How much needs to be invested? What revenues and, in particular, contribution margins are possible? When will the new business area pay off? How will the new service offering be integrated into the organization?
inspiring-health supports you in setting up new business areas. Methodically based on the framework of the DRG system, we review the range of medical services in your region, perform economic analyses and define the necessary service quality.
Establishment of acute geriatrics as a center for senior surgery.
The hospital was able to generate an advantage from the fact that a high proportion of patients are > 70 years of age. Under the Bavarian Geriatrics Program, beds can be converted into acute geriatric beds once the structural requirements are met.
The structural requirements for geriatrics (as per OPS):
- Treatment by a geriatric team under specialist treatment management.

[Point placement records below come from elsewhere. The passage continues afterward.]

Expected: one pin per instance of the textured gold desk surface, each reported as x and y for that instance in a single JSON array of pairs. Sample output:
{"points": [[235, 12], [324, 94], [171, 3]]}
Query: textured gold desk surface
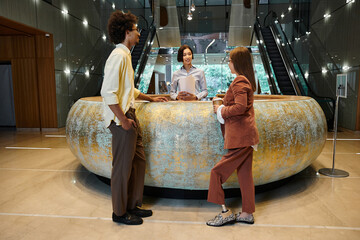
{"points": [[183, 140]]}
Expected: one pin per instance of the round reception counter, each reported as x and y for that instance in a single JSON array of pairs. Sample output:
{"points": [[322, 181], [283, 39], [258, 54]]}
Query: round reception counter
{"points": [[183, 140]]}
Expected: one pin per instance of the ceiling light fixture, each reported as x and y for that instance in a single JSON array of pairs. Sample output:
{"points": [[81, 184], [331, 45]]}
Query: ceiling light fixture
{"points": [[192, 7], [189, 16]]}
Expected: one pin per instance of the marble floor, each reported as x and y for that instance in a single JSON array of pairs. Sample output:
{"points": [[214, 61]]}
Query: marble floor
{"points": [[47, 194]]}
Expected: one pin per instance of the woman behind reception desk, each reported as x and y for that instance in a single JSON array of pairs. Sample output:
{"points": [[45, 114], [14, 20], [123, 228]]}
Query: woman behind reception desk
{"points": [[188, 83]]}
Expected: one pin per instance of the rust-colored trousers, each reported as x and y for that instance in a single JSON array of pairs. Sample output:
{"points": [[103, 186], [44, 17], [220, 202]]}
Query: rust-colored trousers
{"points": [[241, 160], [128, 166]]}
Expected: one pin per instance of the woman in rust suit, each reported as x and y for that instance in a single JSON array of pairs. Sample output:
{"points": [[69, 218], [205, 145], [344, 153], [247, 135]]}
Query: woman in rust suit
{"points": [[240, 137]]}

- Standardized geriatric assessment
- Social assessment on previous status in at least 5
- Weekly team meeting with participation of all professional groups with weekly documentation of previous treatment results and further treatment goals
- Activating-therapeutic care by specially trained nursing staff
- Team-integrated use of at least 2 of the following 4 therapy areas
inspiring-health has performed the following projection calculation:
- Identification of all patients 70 years and older
- Identification of MDCs in which geriatric complex treatment is possible
- Determination of the current case numbers, the VwD as well as the CaseMix (ACTUAL data 2010)

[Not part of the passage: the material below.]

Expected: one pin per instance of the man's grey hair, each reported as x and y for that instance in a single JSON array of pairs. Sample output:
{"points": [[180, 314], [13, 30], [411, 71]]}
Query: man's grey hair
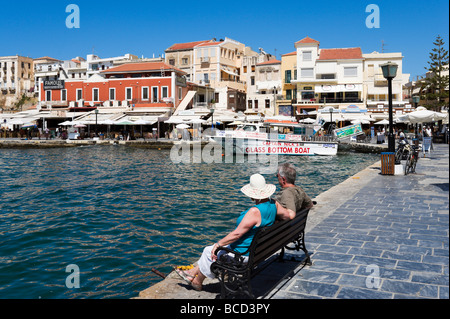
{"points": [[288, 171]]}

- Simulation calculation for additional revenues (assumption: 30%-50% of patients are treated geriatrically)
- Determination of the required beds from Vwd new, number of patients, utilization 80% à result: approx. 40 beds geriatrics
- Determination of additional costs by planning personnel along the above-mentioned guidelines and material cost share of geriatric DRGs
- No additional costs were estimated for administration and infrastructure.
Development of a contribution margin calculation for a bariatric center
Up to now, the development and expansion of bariatric centers has mostly been carried out on the initiative of the head surgeon with internal departmental resources. This does not always involve a planned, strictly process-oriented analysis. Successful bariatric center start-ups appear to be based on the following factors:
- Early involvement of hospital management and involved commercial departments.
- Strategic decision of the hospital management including all involved, medical departments
- Investment plan (infrastructure, personnel)
- Clear project management structures
- Marketing concept
inspiring-health developed a contribution margin calculation tool for various constellations based on the information already available:
- Hospital with own MVZ or own authorization to cover the outpatient process steps
- Hospital with external partner to cover the outpatient process steps
- The contribution margin calculation covers revenues and costs based on personnel expenses of the outpatient and inpatient area.
Quality improvement in the therapy of malnutrition
inspiring-health conducted a simulation calculation to determine whether the structured recognition, treatment and coding of malnutrition - a common phenomenon among elderly patients - can generate additional revenue. Together with a partner, inspiring-health developed the concept "QTM - Quality Enhancement in the Therapy of Malnutrition".
Here, patients are screened in a structured way for the risk of malnutrition, provided with supplements (in normal meals or as sip feeds) if malnutrition is present, and the expenses are coded using special ICD codes. Screening is performed by nursing and a dietitian. The therapy takes place during the inpatient stay. Upon discharge, the physician providing further treatment receives information on how therapy should ideally be continued.
In addition to the increase in the quality of diagnostics and therapy, some patients also generate higher revenues in the DRG system, which are usually far sufficient to cover the costs of the project.